Yes, my dramatic-life-mode has been on again for quite some time. *sigh* Throwing myself at work with a passion people have difficulty understanding.
I've bought my new phone, the Samsung e530. I was craving for the green one to match my iPod but I only had a choice of blue, pink, and orange. Girl as I am, I got the pink. Hah! Also, I've been promoted from QAA3 to QA01 [which gives me the opportunity to handle my own team in the next couple of months]. 6 months worth of hard dirty work. Alvin told me the stress was showing in my shoulders. And in the way I hold my stare. Oh dear, it's that obvious, huh? And I thought I was handling things just fine.
Saturday afternoon was spent catching up on much-needed sleep. Got home from a post-shift meeting around 1pm, slept at 5pm and consequently woke up at 7am Sunday. I loved it! Hehe. I only got up once, around 4am, when Mayette called to say Say has been evicted from the PBB house and that they were on their way to Rembrandt Hotel to see her.
Happy and excited that I was for Say, I had to decline. I called Say just to catch up on things and to make her promise to go out with us soon. She sounded dazed somewhat, most probably with everything. Also got a text from Bianca asking where I was and that they were already in Jaipur.
Anyway, I woke up feeling energized. Cleaned my room, ran my errands. By 4pm I was bored. It was my barkada's Sunday night movie date but Alvin texted me the plan was just to chill in Bryan's house and watch some of his newly-bought dvds, and I should just come over anytime.
Went to mass first then went to Kamagong after. I brought some junk food with me so we had things to munch on during the 'dibidi' marathon. Hehe. Had some pizza delivered. Watched 40-Year Old Virgin, Deuce Bigalow 2, The Island.
As always, had an awesome time laughing my ass off with their hirits.
Went home at around 5am, smiling.
Thank God for friends who know the truth.
As the weekend passed, I made a bargain with myself and it has now come to this:
I miss you so much but I don't think you miss me too.
I want to be with you.

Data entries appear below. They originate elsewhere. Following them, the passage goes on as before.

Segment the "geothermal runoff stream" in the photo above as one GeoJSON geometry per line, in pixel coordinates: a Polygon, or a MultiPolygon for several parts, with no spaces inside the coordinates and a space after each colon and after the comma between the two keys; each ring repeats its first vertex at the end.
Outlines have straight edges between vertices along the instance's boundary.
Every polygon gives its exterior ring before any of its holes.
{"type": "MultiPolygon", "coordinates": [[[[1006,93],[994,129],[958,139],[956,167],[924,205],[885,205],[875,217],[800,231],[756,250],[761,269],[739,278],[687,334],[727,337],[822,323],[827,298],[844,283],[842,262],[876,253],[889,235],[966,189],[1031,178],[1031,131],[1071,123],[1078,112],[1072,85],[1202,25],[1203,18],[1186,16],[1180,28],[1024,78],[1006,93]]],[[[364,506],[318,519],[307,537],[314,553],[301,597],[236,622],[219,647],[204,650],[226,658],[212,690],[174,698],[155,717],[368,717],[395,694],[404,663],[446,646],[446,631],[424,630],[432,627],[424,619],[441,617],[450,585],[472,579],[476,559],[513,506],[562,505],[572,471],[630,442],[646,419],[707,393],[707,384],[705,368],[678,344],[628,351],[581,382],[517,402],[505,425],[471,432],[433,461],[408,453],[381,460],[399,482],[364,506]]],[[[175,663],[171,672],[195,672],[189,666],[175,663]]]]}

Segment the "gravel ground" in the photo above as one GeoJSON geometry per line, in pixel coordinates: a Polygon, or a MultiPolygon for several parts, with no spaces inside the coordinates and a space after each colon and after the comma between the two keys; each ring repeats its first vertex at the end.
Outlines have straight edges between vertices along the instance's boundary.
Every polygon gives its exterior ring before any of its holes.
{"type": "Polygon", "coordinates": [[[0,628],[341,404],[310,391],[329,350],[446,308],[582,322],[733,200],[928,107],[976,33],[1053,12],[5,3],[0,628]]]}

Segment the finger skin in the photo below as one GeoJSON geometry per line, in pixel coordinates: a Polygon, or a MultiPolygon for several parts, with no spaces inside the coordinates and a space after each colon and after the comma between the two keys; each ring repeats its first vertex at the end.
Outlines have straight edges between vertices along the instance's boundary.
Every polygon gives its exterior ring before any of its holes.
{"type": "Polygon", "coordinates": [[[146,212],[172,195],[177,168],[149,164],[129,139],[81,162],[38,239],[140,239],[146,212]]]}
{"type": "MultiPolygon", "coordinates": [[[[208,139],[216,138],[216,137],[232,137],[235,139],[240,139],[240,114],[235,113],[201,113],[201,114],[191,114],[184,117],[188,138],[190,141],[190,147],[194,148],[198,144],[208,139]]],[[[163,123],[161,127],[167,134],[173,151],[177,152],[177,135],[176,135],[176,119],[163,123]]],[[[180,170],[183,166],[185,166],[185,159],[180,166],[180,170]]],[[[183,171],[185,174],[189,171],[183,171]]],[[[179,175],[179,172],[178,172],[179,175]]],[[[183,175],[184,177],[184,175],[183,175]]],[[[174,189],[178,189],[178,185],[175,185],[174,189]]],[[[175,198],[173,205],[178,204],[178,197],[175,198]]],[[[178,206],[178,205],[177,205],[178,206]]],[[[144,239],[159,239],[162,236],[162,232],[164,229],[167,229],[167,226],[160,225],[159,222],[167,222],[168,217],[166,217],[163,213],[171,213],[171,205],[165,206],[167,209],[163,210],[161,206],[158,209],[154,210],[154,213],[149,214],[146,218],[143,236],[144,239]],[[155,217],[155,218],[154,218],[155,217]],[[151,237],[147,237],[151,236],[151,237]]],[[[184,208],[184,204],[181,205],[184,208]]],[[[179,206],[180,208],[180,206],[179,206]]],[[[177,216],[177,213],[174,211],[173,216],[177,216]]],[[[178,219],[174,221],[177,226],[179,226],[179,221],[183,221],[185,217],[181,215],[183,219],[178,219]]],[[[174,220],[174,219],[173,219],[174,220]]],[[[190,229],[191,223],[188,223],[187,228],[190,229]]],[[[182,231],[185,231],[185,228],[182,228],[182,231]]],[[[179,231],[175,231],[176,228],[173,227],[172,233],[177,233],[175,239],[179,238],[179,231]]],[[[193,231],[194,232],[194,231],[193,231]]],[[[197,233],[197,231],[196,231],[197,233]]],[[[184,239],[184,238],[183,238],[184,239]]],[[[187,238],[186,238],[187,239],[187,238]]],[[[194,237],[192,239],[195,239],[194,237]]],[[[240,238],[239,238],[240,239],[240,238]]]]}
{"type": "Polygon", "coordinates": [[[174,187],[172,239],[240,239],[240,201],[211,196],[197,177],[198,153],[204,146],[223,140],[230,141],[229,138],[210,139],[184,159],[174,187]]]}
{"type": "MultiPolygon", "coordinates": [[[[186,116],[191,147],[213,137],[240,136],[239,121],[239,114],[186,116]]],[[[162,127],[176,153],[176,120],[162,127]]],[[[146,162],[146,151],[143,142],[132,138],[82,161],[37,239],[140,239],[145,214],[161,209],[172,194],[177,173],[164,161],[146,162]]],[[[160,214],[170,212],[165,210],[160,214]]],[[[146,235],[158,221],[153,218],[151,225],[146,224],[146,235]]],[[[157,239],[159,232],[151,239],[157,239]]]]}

What hurts is the thought [that] you don't want to be with me.
I hate it when you ignore me and act as if I don't exist.
I'm invisible to you.
I think I'm finally realizing how much I really do like you *gulp* and I think it's too late for me to do anything about it.
I believe this is the best time to say good-bye to you, my twisted sunshine.
You will be always be someone special to me and I hope you find that perfect woman you're looking for.
I hope she'll love you as much as I'm doing now.
And if you do find her, I only wish you'll love her in return.